這是卿時刮腸搜肚得到的報答法,她除了錢,一無所有。

正打算開口拒絕,玄墨突俯身在她耳邊,輕聲道:“上回被陸淵拒了,在二殿哭了好幾日,今日好不容易打起精神,第一時間便是想著來答謝你。”

卿時眨巴著烏靈眼眸,輕咬朱唇,任誰看了心都得軟下來,清殊也不例外。見清殊點了頭,玄墨神色松了幾分,笑意淡若清風。

二殿鬼市,卿時親昵得環著清殊的手臂,自誇道:“要說鬼陰都五大鬼市哪個最蕃昌,我二殿稱次位,無殿敢稱首位。”

她拉著清殊逛遍了她常逛的店,眾掌櫃一見是卿時殿下,皆拿出自家新品簇擁而上,清殊也被這陣仗驚到,關鍵,卿時來者不拒,頭飾首飾,衣裙錦鞋試都不帶試,看上便爽快付錢。

對於卿時非要給她買物件這事,清殊先是婉拒,無用之後便也不再說什麽了。

現下只是有些心疼雙手飽滿物件的桃李,她終是開口打住了又要進一家衣鋪的卿時:“不如我們先休息一會?”

“你累了嗎?”

清殊順勢點頭,卿時啊了一聲,對她來說才逛了一半都不到。但想著畢竟是玄墨的人,終究是不好惹的,便找了一家茶坊,連點了好幾樣不同口味的茶。

“這家茶坊可是老招牌了,自我出生前就在,八百年了呢。”

清殊笑而不語,默默喝了一口茶,若是她不祭天,滿打滿算活一百歲,夠她活八輩子。

她一杯茶還沒喝完,茶坊完便傳來了不尋常的動靜,眾鬼魂皆擡頭朝著遠處指點議論著,隨後一道轟天動地的爆炸聲傳來,一時間地面震蕩,茶水皆倒。

卿時不知何時已經到了街上,瞳孔中映襯著遠處高塔耀眼奪目的火光,清殊來到外面,只見那高塔已然被燒毀大半,熊熊烈火來回在塔體裏穿梭著。

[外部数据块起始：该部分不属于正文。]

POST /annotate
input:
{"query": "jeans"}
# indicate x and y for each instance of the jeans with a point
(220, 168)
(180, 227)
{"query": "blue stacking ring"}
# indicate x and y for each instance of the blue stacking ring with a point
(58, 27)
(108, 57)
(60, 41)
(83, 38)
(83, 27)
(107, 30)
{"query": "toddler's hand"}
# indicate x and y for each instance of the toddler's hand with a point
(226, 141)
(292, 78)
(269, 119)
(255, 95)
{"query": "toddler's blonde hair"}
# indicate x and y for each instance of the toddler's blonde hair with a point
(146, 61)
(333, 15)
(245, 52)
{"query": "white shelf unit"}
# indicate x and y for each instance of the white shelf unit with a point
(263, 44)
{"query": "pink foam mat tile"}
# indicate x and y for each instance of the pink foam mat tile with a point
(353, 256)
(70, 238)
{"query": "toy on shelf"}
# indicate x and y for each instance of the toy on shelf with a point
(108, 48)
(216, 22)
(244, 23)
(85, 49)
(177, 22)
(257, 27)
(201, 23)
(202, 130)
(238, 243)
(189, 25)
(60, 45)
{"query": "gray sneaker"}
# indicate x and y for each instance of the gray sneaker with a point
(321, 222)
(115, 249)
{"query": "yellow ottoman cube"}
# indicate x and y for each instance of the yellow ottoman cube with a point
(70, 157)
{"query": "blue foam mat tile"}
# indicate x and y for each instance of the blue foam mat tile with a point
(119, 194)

卿時眉頭微皺,一臉大事不妙,急忙喚來了雲車,本想讓清殊自行先回五殿宮,卻被她拒絕,只讓桃李獨自回去,隨後跟著一同上了雲車。

事發突然,定是某一方有所行動了。

昊日塔周身炸響聲接二連三,熾熱烈焰舔舐著木窗,空氣中除了濃煙彌漫,還有鬼魂被燒焦的刺鼻怪味,鬼吏從塔後的井中取水滅火,無奈這火並不尋常,潑水瞬成白霧。

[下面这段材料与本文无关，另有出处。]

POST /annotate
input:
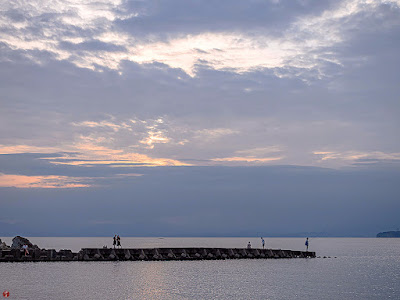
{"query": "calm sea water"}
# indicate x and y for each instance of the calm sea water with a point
(359, 268)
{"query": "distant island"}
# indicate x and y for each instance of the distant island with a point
(389, 234)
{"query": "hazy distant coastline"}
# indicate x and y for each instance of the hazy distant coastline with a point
(389, 234)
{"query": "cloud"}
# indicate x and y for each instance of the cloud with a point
(247, 159)
(86, 35)
(356, 155)
(47, 182)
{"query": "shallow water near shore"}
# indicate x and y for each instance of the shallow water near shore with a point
(359, 268)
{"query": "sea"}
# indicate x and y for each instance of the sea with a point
(346, 268)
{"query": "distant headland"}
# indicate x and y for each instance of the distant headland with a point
(389, 234)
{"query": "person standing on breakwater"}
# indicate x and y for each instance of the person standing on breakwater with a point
(118, 241)
(25, 248)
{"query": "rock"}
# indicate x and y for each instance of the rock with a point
(3, 246)
(19, 241)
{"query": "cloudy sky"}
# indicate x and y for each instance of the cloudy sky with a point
(230, 117)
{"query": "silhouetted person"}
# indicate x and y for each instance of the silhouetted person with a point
(118, 241)
(25, 248)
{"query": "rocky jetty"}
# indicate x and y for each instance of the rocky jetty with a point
(19, 241)
(17, 254)
(3, 246)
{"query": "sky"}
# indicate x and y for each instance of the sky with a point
(199, 118)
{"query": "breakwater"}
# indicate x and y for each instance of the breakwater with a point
(152, 254)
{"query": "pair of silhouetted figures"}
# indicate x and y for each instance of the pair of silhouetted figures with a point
(117, 241)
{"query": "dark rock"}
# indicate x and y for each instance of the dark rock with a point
(3, 246)
(19, 241)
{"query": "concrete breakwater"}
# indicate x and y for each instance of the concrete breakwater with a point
(155, 254)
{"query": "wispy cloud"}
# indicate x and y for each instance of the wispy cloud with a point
(306, 44)
(46, 182)
(355, 155)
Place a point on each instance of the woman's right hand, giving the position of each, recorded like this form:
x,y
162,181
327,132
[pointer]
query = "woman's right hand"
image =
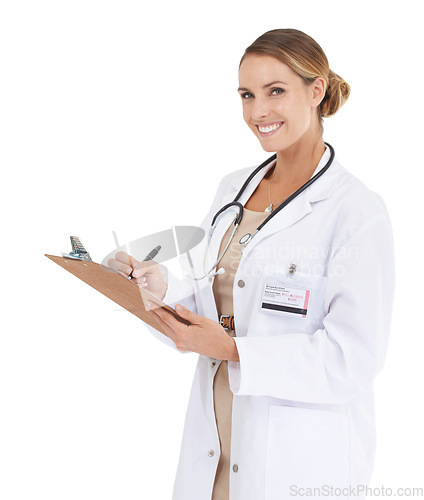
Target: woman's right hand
x,y
146,274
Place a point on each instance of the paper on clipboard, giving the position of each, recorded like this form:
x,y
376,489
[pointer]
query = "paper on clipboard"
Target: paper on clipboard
x,y
116,287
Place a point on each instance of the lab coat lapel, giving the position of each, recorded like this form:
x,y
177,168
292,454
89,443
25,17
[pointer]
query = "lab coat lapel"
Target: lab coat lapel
x,y
228,217
289,215
301,206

清殊和卿時從雲車上下來,昊日塔再發爆炸,木塊被怪火燒尖燒燙,似煙火般炸開,朝著地面沖擊而來。

玄墨雙膝微彎,飛到上空,揮劍迎了大部分,卻還是有小部分紛飛而來,頃刻間,四起彼伏的哀嚎聲傳來,火點將眾多滾爬著的鬼吏身子燒穿,融成了黑濃水。

他驚恐得目光急向後投去,只見一瑩藍流光法屏,其內,清殊將符咒揮於身前,護住了卿時還有許多鬼吏,淡淡舒了口氣。

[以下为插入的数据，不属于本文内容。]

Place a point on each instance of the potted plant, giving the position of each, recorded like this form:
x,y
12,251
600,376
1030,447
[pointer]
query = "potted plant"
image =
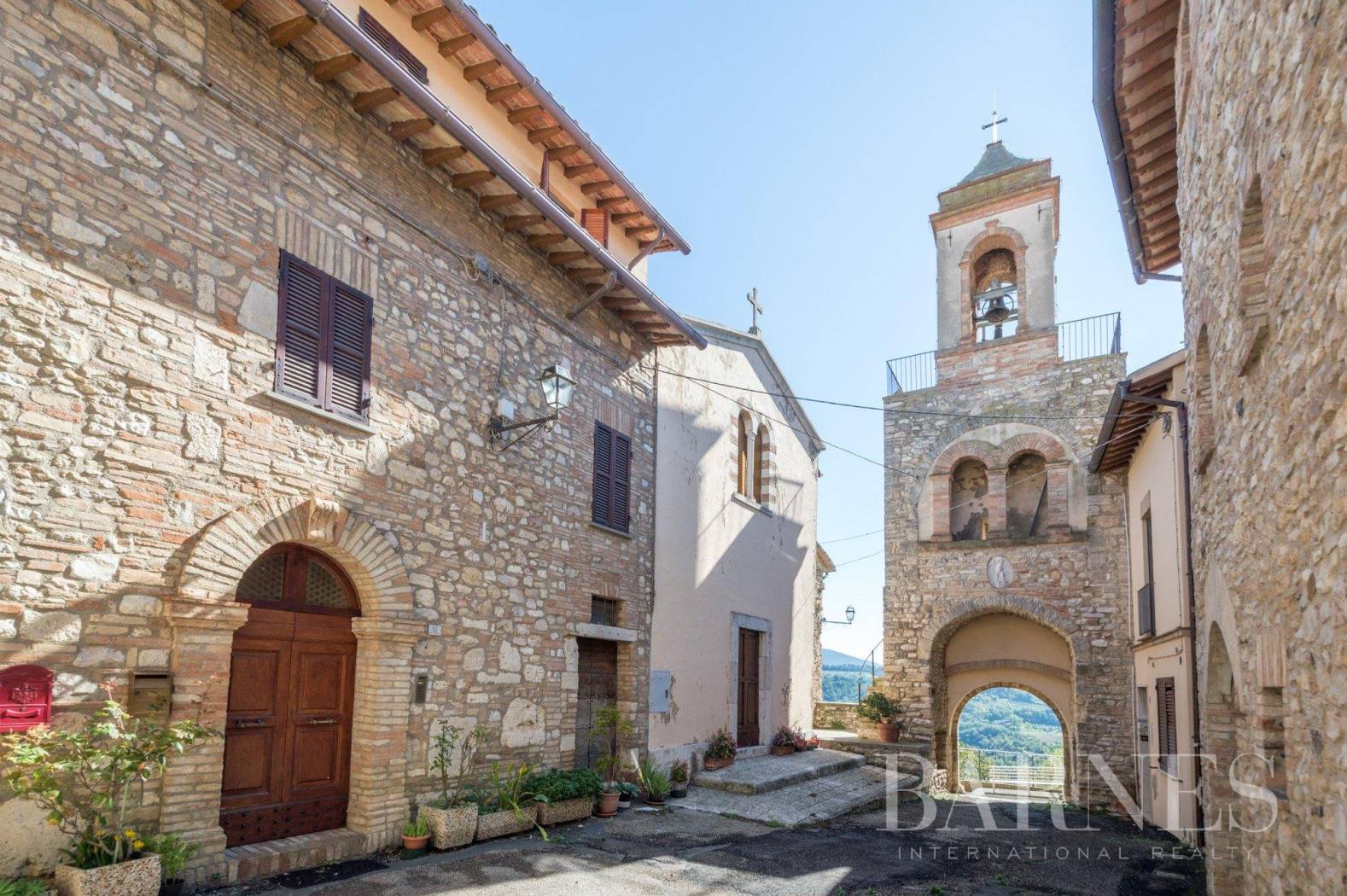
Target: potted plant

法屏一落,卿時就沖了出去,手中先是冒出一點靛光,隨後延生出一把湛光彎月刀,順手朝昊天塔劈了過去,道道水波劍紋滅了幾層烈焰,她又騰空砍了幾刀,昊日塔火勢小了下來,冒著嗆人的黑煙。

這時空中突然多了兩道人影,正是陸淵和燎原。

沒一會,昊日塔的火光又沖破了卿時的劍氣,突發震力將疏忽的卿時震飛,陸淵身影一閃,將卿時接住,落到了地上。

清殊從陸淵手裏接過被炸傷昏迷的卿時,燎原也落了地:“這是鎏火,除非找到破了火種,否則不會熄滅。”